Hi All,
Hopefully this is the correct place to ask this question - if not please redirect me to where I can. Thank you very much!
Problem
We run an Agones Fleet with replicas: 8, where each GameServer handles 500+ concurrent game sessions. Our allocator routes games only to servers labeled canAcceptGames: true.
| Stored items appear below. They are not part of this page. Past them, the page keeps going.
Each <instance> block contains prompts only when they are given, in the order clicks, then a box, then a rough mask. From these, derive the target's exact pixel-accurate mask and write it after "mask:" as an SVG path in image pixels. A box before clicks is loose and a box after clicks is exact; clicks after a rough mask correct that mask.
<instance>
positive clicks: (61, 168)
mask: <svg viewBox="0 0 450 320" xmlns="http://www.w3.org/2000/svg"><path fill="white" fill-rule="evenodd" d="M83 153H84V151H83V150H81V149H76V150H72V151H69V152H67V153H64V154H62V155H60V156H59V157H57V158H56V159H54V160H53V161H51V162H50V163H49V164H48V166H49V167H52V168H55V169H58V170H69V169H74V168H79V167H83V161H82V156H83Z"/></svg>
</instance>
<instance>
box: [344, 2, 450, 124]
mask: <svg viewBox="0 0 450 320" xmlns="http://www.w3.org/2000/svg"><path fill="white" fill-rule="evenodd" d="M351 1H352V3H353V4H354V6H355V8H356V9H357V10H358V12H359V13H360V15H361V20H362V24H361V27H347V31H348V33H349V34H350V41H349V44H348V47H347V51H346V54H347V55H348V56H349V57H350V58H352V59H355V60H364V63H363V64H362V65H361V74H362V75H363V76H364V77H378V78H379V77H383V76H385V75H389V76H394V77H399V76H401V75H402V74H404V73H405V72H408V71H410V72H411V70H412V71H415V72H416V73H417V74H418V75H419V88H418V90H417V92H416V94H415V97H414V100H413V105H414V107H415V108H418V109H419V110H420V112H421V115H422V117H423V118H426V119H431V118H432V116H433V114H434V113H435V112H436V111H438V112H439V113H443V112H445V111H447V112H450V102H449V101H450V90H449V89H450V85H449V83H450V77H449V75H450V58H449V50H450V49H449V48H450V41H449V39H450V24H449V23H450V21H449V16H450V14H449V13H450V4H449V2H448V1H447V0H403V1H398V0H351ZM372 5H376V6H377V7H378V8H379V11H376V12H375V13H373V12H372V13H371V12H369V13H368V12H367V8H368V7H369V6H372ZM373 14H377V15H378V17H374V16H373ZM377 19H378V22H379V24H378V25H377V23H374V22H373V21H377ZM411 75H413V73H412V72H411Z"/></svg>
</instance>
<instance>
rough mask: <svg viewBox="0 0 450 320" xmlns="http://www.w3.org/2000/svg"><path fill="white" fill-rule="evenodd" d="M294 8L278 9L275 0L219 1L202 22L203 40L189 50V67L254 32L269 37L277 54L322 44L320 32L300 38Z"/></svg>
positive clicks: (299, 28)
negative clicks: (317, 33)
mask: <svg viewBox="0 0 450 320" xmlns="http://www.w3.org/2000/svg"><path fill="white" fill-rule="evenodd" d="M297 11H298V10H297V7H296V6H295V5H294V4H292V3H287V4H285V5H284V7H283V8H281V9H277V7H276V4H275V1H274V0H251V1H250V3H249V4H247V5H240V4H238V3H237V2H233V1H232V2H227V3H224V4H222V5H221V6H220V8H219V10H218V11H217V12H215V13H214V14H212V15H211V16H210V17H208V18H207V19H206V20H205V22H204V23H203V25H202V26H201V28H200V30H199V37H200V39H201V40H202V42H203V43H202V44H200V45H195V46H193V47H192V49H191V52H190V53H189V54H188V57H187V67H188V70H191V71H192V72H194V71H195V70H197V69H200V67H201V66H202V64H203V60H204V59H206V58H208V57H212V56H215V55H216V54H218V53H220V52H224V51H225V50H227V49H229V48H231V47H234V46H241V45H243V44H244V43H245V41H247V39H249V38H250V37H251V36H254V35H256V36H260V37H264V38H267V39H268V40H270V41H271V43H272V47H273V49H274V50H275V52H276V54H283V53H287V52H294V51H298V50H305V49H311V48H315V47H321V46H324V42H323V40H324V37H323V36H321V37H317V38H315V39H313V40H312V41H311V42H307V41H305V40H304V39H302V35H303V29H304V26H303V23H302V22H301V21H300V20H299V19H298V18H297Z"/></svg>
We use allocationOverflow to mark
old servers as canAcceptGames: false during deployments, so they stop accepting new games and drain existing sessions.
Fleet config:
spec:
replicas: 8
strategy:
type: RollingUpdate
rollingUpdate:
maxSurge: 99%
maxUnavailable: 50%
allocationOverflow:
labels:
canAcceptGames: "false"
Current behavior during deployment
1. kubectl apply with a new image
2. allocationOverflow immediately marks 4 old Allocated servers as canAcceptGames: false — they stop accepting new games
3. Those 4 servers begin draining their existing 500+ game sessions (takes up to 10 minutes)
4. No new servers spin up until old servers finish draining and call SDK.Shutdown()
5. Only when an old server dies does Agones create a replacement
The result: For the entire drain period (up to 10 minutes), only 4 servers are accepting new games instead of 8. All traffic load concentrates on half the fleet. New servers don't appear until old ones fully
terminate.
What we expected
With maxSurge: 99%, we expected Agones to immediately spin up new servers alongside the old ones. The total would temporarily exceed replicas (e.g., 12 servers: 4 old draining + 4 old active + 4 new), then
converge back to 8 as old servers shut down.
What we want
1. When a deployment happens → immediately spin up new servers (e.g., 4) while old servers are still draining
2. Mark 50% of old servers as canAcceptGames: false via allocationOverflow (this part works)
3. As old draining servers finish and shut down, spin up remaining new servers until we reach replicas capacity
This way the fleet never drops below full capacity. New servers absorb load while old servers drain gracefully.
What we observe
The new GameServerSet is created but stays at desired: 0. Agones won't scale it up because it can't reduce the old GameServerSet — all old servers are Allocated and can't be removed until they call
SDK.Shutdown().
NAME SCHEDULING DESIRED CURRENT ALLOCATED READY
fleet-old-gss Packed 7 8 8 0 # can't reduce — all Allocated
fleet-new-gss Packed 0 0 0 0 # never scales up
It appears the rolling update algorithm requires old servers to be removed before creating new ones, even when maxSurge should allow headroom for additional servers.
Our workaround
We temporarily set replicas: 16 (2x) during deployment so Agones creates new servers to meet the higher count. After new servers are Allocated and receiving traffic, we scale back to replicas: 8. Old servers
drain and die without being replaced (total is still above 8).
This works but adds CI/CD orchestration complexity that we'd prefer the rolling update to handle natively.
Questions
1. Is this intended behavior? Should maxSurge create new servers even when old Allocated ones can't be removed yet?
2. Is there a way to tell Agones "create new servers first, then wait for old ones to drain" — rather than the current "reduce old first, then create new"?
3. Are there plans to support a surge-first rolling update strategy for long-lived Allocated GameServers?
Environment
- Agones version: 1.39.0
- Kubernetes: GKE
- All 8 GameServers are Allocated at deploy time, each handling 500+ active game sessions
- Drain time: up to 10 minutes per server
Thank you very much